Dominado pela oposição fujimorista, o Congresso quer destituir Kuczynski por "permanente incapacidade moral", dias depois de a Odebrecht revelar que pagou quase cinco milhões de dólares a empresas ligadas a ele.
"Venho demonstrar minha inocência porque, aparentemente, sou obrigado a isso. Não gozo da presunção de inocência, muitos aqui se posicionaram sem me ouvir", disse o presidente de 79 anos ao iniciar sua defesa no plenário.
"Não sou corrupto e não menti. Jamais favoreci uma empresa. Sempre agir de acordo com a lei e com a ética profissional", indicou o presidente, acrescentando que enquanto era ministro a empresa do qual é dono que prestou assessoria a Odebrecht era gerida por seu ex-sócio, o chileno Gerardo Sepúlveda.
Seu advogado expressou que "na prática estamos diante de um golpe de Estado", se o Congresso destituir o presidente.
A menos que haja um milagre, os analistas antecipam que Kuczynski se tornará o primeiro presidente a perder seu cargo por vínculos com a Odebrecht, empresa envolvida no pagamento de propina em vários países da América Latina para conseguir contratos milionários de obras públicas.
No entanto, de maneira reservada, o governo realizou nos últimos dias esforços para tentar convencer legisladores opositores a votarem contra a "vacância" presidencial.

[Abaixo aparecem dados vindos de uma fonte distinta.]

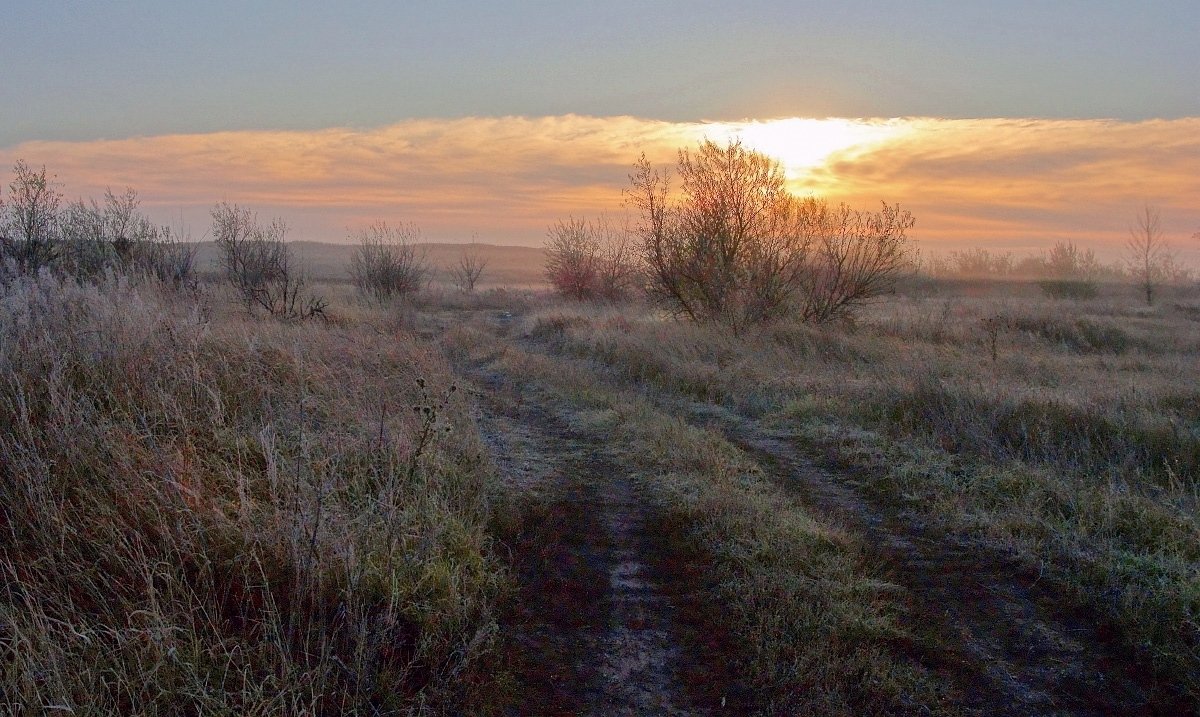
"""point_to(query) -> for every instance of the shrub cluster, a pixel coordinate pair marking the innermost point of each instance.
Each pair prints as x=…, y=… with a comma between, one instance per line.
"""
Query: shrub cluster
x=85, y=239
x=387, y=263
x=589, y=259
x=259, y=265
x=736, y=247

"Parece que nas últimas horas conseguiram convencer alguns congressistas esquerdistas (...). Há três dias, diria que o destino do presidente estava definido. Agora não estou tão certo", declarou à AFP um funcionário de confiança do presidente que pediu para não ser identificado.
O presidente negava desde antes de assumir o mandato, em 28 de julho de 2016, que tivesse vínculos com a Odebrecht, até que foi desmentido pela própria empresa. Diante do Congresso, o presidente afirmou que enquanto era ministro não tinha comunicação com seu sócio para evitar conflitos de interesse.

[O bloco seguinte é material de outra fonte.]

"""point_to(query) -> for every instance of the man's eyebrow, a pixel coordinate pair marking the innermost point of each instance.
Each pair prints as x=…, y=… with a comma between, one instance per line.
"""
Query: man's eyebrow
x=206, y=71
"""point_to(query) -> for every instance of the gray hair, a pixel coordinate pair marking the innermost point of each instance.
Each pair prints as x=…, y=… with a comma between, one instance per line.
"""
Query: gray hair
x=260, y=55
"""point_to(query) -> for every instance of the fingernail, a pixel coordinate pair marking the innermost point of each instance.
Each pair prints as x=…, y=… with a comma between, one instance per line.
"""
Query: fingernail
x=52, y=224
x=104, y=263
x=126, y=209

Há oito dias este escândalo de corrupção cobrou outra proeminente vítima no vizinho Equador: o vice-presidente Jorge Glas foi condenado a seis anos de prisão por receber propina.
- 'Que todos os corruptos vão embora' -
A Organização de Estados Americanos (OEA) anunciou que enviará uma missão a Lima para observar o processo de destituição de Kuczynski.
Se Kuczynski for retirado de seu cargo, o primeiro vice-presidente, Martín Vizcarra, deve assumir o cargo pelo resto do período, que acaba em 28 de julho de 2021.
Engenheiro de 54 anos, Vizcarra trabalhava como embaixador no Canadá e voltou apressadamente ao Peru por conta da piora da crise política. Kuczynski disse que nenhum de seus vice-presidentes aceitaria assumir o cargo. Nesse caso, teria que assumir o presidente do Congresso, Luis Galarreta, que deveria convocar eleições antecipadas.
O partido fujimorista, Força Popular, tem pressionado Kuczynski desde o início de seu mandato. Mas o fantasma da Odebrecht também persegue Keiko Fujimori, filha do ex-presidente preso Alberto Fujimori, que é investigada por supostos pagamentos recebidos da empresa.
Em uma amostra de desconfiança com os políticos em geral, milhares de peruanos marcharam na quarta-feira para exigir "que todos os corruptos vão embora".
"Marchamos contra os corruptos da Odebrecht", disse Rosa Chávez, estudante da Universidade de San Marcos.
A Odebrecht admitiu ter pago 29 milhões de dólares em propina no Peru entre 2004 e 2015, período que abarcou os governos de Alejandro Toledo (2001-2006), no qual Kuczynski foi ministro, Alan García (2006-2011) e Ollanta Humala (2011-2016).
Humala permanece em prisão preventiva, acusado de receber três milhões de dólares para sua campanha eleitoral em 2011, enquanto contra Toledo pesa uma ordem de extradição dos Estados Unidos por supostamente receber 20 milhões de dólares em propinas para conceder a Odebrecht a construção de uma estrada.